- Alma mater: Open University; Manchester University; Nottingham Trent University; Hill College; University of the West of England; University of Hertfordshire ;
- Employer: Public Health England; Wiltshire Council (–2020) ;
- Awards: (2022); honorary doctorate (2022, Open University) ;

= Tracy Daszkiewicz =

British public health official

Tracy Daszkiewicz (born 17 November 1973)
is Executive Director of Public Health and Strategic Partnership at Aneurin Bevan University Health Board. She is also the current President of the Faculty of Public Health and was formerly the Director of Public Health and Safety for the county of Wiltshire, England, where in 2018 she played a leading role in the response to the Novichok poisoning of Sergei and Yulia Skripal in Salisbury.

== Career ==

She began her career as a health clinic receptionist in Coventry, then undertook a degree in social work with the Open University.

=== Novichok poisonings ===

Although she had worked for Wiltshire Council for ten years, she had only been in post as Director of Public Health for three months at the time of the Skripal poisonings in March 2018 (she had previously served in the post in an interim role). Her work on the incident, and the subsequent poisonings of Charlie Rowley and Dawn Sturgess (the latter fatal), resulted in her being profiled by The Guardian in January 2019.
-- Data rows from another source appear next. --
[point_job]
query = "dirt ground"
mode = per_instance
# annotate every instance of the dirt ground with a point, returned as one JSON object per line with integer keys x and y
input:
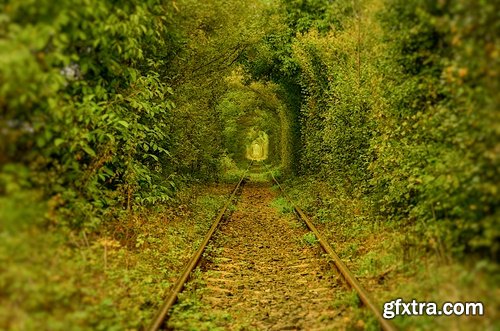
{"x": 263, "y": 275}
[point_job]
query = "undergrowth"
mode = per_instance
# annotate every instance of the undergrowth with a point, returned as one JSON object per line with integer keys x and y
{"x": 52, "y": 278}
{"x": 394, "y": 260}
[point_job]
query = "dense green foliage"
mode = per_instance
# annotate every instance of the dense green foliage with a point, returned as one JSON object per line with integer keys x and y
{"x": 110, "y": 110}
{"x": 398, "y": 106}
{"x": 109, "y": 106}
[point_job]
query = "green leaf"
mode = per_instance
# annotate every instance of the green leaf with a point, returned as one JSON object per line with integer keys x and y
{"x": 124, "y": 123}
{"x": 58, "y": 142}
{"x": 89, "y": 150}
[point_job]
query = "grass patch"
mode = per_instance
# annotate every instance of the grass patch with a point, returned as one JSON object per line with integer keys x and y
{"x": 55, "y": 278}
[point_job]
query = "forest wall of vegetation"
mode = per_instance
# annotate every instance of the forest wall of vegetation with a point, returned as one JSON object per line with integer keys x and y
{"x": 399, "y": 107}
{"x": 108, "y": 106}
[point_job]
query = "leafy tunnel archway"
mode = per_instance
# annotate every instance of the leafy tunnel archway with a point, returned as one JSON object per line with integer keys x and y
{"x": 255, "y": 125}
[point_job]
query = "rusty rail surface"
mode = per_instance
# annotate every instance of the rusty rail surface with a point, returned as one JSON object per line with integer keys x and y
{"x": 346, "y": 273}
{"x": 162, "y": 315}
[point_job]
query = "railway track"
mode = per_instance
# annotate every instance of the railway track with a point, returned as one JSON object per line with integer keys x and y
{"x": 263, "y": 272}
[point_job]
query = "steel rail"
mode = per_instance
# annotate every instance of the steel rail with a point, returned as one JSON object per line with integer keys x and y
{"x": 162, "y": 315}
{"x": 346, "y": 273}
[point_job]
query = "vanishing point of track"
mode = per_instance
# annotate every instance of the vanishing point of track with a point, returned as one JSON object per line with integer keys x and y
{"x": 245, "y": 269}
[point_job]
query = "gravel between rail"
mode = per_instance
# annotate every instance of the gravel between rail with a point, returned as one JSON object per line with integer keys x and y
{"x": 264, "y": 276}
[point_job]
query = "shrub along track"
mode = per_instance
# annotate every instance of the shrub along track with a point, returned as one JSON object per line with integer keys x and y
{"x": 261, "y": 274}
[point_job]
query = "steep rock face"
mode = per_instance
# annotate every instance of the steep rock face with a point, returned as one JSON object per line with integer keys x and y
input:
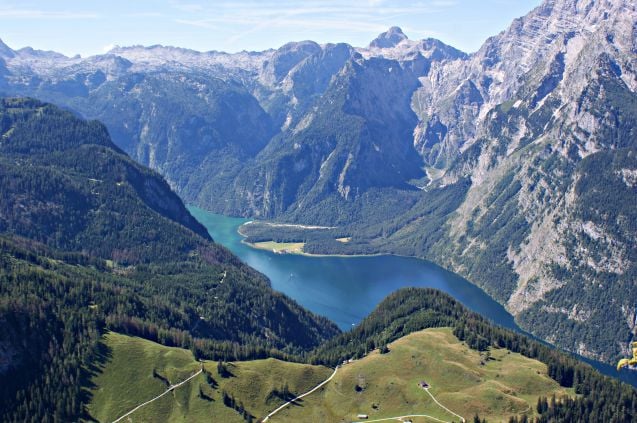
{"x": 508, "y": 138}
{"x": 327, "y": 156}
{"x": 391, "y": 38}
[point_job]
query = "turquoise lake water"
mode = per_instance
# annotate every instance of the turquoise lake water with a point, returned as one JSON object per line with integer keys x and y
{"x": 346, "y": 289}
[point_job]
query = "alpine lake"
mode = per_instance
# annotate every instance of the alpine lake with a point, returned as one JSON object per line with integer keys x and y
{"x": 346, "y": 289}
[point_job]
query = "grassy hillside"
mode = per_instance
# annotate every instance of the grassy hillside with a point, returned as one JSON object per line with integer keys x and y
{"x": 91, "y": 241}
{"x": 381, "y": 385}
{"x": 462, "y": 379}
{"x": 125, "y": 379}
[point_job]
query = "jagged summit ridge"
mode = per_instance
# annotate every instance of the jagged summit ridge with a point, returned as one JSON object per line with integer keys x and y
{"x": 391, "y": 38}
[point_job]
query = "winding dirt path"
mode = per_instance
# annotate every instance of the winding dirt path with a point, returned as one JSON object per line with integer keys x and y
{"x": 401, "y": 418}
{"x": 170, "y": 389}
{"x": 300, "y": 396}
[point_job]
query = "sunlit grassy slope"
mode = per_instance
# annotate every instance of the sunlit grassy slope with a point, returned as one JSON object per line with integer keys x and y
{"x": 387, "y": 385}
{"x": 380, "y": 385}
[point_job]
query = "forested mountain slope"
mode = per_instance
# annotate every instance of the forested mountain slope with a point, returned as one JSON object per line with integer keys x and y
{"x": 93, "y": 241}
{"x": 513, "y": 166}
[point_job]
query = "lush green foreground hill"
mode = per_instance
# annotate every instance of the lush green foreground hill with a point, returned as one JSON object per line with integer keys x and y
{"x": 381, "y": 385}
{"x": 93, "y": 243}
{"x": 90, "y": 240}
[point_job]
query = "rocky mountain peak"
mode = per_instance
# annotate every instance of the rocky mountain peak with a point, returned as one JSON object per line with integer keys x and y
{"x": 391, "y": 38}
{"x": 5, "y": 50}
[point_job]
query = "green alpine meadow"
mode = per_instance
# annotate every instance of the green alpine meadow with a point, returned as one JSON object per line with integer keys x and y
{"x": 213, "y": 218}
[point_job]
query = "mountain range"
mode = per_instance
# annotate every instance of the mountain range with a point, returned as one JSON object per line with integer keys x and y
{"x": 514, "y": 166}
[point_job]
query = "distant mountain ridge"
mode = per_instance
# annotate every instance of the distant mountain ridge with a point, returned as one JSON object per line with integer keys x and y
{"x": 513, "y": 166}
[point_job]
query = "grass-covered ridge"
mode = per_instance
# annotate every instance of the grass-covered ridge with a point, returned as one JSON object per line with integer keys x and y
{"x": 136, "y": 370}
{"x": 90, "y": 241}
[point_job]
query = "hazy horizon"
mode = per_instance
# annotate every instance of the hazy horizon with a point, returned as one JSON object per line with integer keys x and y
{"x": 75, "y": 27}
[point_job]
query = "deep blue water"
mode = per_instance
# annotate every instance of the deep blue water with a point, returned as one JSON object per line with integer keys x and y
{"x": 346, "y": 289}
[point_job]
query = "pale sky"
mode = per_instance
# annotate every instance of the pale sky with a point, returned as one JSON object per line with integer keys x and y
{"x": 89, "y": 27}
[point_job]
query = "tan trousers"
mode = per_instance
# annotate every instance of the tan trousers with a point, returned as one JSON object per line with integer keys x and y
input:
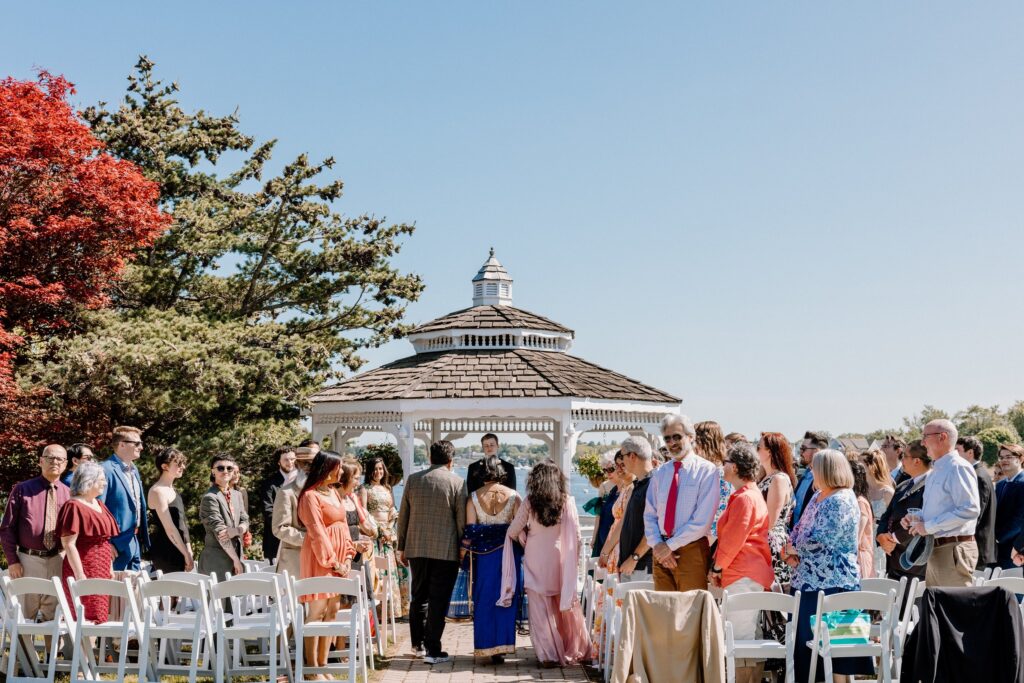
{"x": 690, "y": 572}
{"x": 952, "y": 565}
{"x": 40, "y": 567}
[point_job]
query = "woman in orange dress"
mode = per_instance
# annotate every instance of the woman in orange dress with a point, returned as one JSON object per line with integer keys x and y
{"x": 328, "y": 548}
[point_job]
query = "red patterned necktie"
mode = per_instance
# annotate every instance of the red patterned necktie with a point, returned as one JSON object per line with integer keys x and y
{"x": 670, "y": 510}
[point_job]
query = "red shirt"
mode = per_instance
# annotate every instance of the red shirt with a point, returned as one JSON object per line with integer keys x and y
{"x": 742, "y": 539}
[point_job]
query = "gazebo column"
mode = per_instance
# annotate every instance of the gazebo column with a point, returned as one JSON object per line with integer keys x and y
{"x": 407, "y": 444}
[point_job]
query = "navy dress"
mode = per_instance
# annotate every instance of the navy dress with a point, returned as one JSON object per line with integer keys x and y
{"x": 604, "y": 521}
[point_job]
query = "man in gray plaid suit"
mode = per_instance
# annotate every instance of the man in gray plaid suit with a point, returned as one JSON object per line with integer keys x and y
{"x": 430, "y": 524}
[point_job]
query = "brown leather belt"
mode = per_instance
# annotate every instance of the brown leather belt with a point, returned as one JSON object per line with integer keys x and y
{"x": 945, "y": 541}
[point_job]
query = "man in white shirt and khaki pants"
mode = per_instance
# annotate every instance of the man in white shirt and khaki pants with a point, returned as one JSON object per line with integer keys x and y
{"x": 950, "y": 510}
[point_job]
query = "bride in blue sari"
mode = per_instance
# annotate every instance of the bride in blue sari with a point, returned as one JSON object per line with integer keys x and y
{"x": 488, "y": 512}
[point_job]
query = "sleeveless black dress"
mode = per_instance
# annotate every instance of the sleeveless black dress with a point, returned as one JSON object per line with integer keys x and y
{"x": 163, "y": 554}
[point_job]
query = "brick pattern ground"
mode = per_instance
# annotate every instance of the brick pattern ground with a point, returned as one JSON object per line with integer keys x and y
{"x": 464, "y": 668}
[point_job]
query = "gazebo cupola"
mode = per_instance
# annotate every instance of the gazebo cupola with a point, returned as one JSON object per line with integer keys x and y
{"x": 492, "y": 323}
{"x": 492, "y": 285}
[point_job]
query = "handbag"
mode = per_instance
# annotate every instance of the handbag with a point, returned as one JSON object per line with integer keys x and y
{"x": 846, "y": 627}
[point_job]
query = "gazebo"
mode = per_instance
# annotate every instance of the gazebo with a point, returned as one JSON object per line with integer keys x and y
{"x": 489, "y": 368}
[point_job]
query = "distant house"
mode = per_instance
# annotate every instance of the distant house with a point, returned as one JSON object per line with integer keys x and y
{"x": 849, "y": 443}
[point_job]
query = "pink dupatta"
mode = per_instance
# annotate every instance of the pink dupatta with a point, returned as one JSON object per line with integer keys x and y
{"x": 569, "y": 542}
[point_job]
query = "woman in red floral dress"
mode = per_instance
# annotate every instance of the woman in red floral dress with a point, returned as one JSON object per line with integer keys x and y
{"x": 85, "y": 527}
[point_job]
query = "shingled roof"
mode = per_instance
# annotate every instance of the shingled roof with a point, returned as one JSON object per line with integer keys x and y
{"x": 491, "y": 374}
{"x": 484, "y": 317}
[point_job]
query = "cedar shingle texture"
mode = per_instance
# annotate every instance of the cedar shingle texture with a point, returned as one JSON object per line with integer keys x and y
{"x": 491, "y": 374}
{"x": 484, "y": 317}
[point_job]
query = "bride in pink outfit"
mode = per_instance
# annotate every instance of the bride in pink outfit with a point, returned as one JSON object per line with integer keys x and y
{"x": 548, "y": 528}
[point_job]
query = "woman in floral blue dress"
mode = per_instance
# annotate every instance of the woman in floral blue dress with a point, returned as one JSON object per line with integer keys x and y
{"x": 822, "y": 553}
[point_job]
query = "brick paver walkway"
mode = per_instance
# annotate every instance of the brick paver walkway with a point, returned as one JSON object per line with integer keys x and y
{"x": 459, "y": 643}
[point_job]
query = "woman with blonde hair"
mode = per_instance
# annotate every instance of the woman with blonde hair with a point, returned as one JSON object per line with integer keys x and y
{"x": 710, "y": 444}
{"x": 880, "y": 481}
{"x": 823, "y": 555}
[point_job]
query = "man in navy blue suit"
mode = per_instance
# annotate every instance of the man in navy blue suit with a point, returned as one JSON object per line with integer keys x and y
{"x": 1010, "y": 503}
{"x": 126, "y": 499}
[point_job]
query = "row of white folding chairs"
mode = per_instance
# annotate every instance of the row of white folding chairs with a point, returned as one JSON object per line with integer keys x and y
{"x": 163, "y": 630}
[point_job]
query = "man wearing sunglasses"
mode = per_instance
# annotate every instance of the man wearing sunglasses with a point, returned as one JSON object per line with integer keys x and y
{"x": 682, "y": 498}
{"x": 813, "y": 441}
{"x": 125, "y": 499}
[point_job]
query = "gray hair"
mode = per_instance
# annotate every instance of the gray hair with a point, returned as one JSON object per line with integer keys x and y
{"x": 682, "y": 420}
{"x": 744, "y": 459}
{"x": 86, "y": 476}
{"x": 947, "y": 427}
{"x": 638, "y": 445}
{"x": 607, "y": 459}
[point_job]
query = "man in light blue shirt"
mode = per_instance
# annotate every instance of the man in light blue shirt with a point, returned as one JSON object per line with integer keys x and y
{"x": 950, "y": 510}
{"x": 682, "y": 498}
{"x": 813, "y": 441}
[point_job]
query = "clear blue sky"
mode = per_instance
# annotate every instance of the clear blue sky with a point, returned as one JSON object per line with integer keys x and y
{"x": 797, "y": 215}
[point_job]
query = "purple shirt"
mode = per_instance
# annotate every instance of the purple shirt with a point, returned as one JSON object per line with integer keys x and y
{"x": 26, "y": 513}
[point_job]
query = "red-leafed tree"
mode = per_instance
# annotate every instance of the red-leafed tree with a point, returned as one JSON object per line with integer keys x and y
{"x": 71, "y": 215}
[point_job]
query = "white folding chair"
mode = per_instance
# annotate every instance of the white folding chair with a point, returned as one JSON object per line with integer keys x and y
{"x": 880, "y": 585}
{"x": 615, "y": 630}
{"x": 607, "y": 610}
{"x": 163, "y": 631}
{"x": 765, "y": 648}
{"x": 389, "y": 608}
{"x": 22, "y": 632}
{"x": 821, "y": 645}
{"x": 345, "y": 613}
{"x": 586, "y": 596}
{"x": 350, "y": 625}
{"x": 127, "y": 626}
{"x": 236, "y": 629}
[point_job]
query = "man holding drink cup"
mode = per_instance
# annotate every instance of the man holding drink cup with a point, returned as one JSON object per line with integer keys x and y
{"x": 950, "y": 510}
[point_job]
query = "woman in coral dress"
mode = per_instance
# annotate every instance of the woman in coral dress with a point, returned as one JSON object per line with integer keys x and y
{"x": 85, "y": 527}
{"x": 328, "y": 548}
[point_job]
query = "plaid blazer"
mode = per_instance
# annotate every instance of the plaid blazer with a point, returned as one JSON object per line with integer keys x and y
{"x": 433, "y": 514}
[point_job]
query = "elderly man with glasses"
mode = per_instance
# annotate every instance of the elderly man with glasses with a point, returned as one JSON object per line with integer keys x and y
{"x": 29, "y": 528}
{"x": 682, "y": 498}
{"x": 125, "y": 498}
{"x": 950, "y": 510}
{"x": 813, "y": 441}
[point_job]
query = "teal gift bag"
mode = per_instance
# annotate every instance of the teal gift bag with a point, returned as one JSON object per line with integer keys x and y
{"x": 847, "y": 627}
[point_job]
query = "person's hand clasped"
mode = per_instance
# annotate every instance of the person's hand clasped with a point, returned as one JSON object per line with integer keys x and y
{"x": 664, "y": 556}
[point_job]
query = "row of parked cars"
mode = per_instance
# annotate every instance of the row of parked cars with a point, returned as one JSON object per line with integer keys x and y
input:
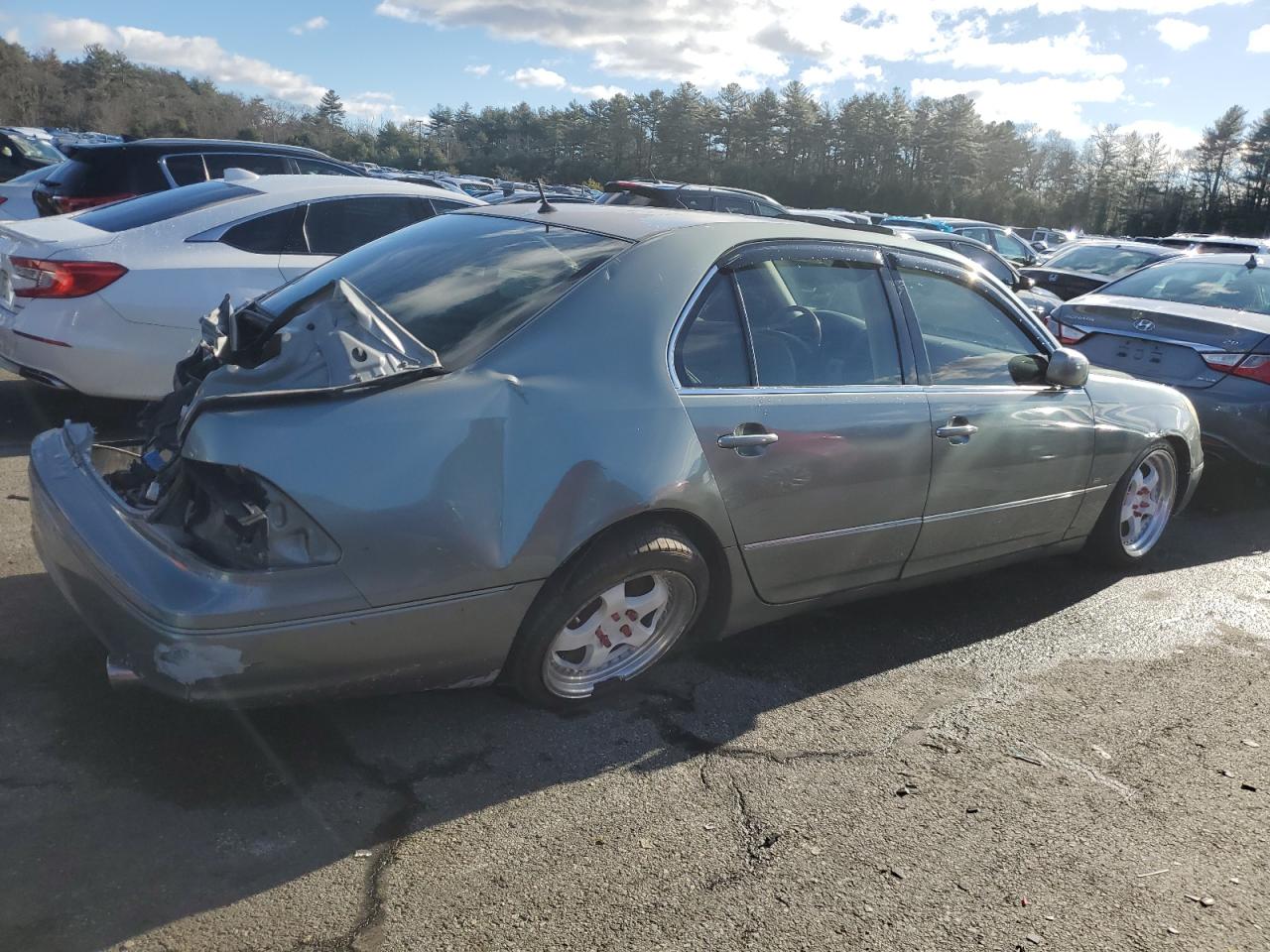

She was portrayed by Anne-Marie Duff (and was briefly seen, as herself, in a non speaking role) in the three-part BBC Television drama The Salisbury Poisonings, screened in June 2020, in preparation for which she was "interviewed extensively" by the programme makers. Lawrence Bowen, the series' executive producer, said:

When we met her and spoke to her, we felt that we'd sort of found a core point of view that sort of made sense of all these multiple points of view that we’d discovered in the research.

Daszkiewicz was reported as saying that her character in the series is a composite of many different people who dealt with the aftermath. The series resulted in her receiving renewed media attention, including an interview in The Telegraph, which described her as:

instrumental at every stage following the Skripal poisonings, from the initial response to declaring Salisbury safe.

=== Later work ===

She also played a leading role in Wiltshire Council's response to the 2020 COVID-19 pandemic.

In June 2020, she joined Public Health England as Deputy Director of Population Health and Wellbeing for South-West England.

== Awards ==
Daszkiewicz received an honorary degree from the University of the West of England in 2022.

== Personal life ==

Daszkiewicz is married to Ted (played by William Houston in The Salisbury Poisonings), with three daughters and a son. As of 2020, the couple live near Salisbury.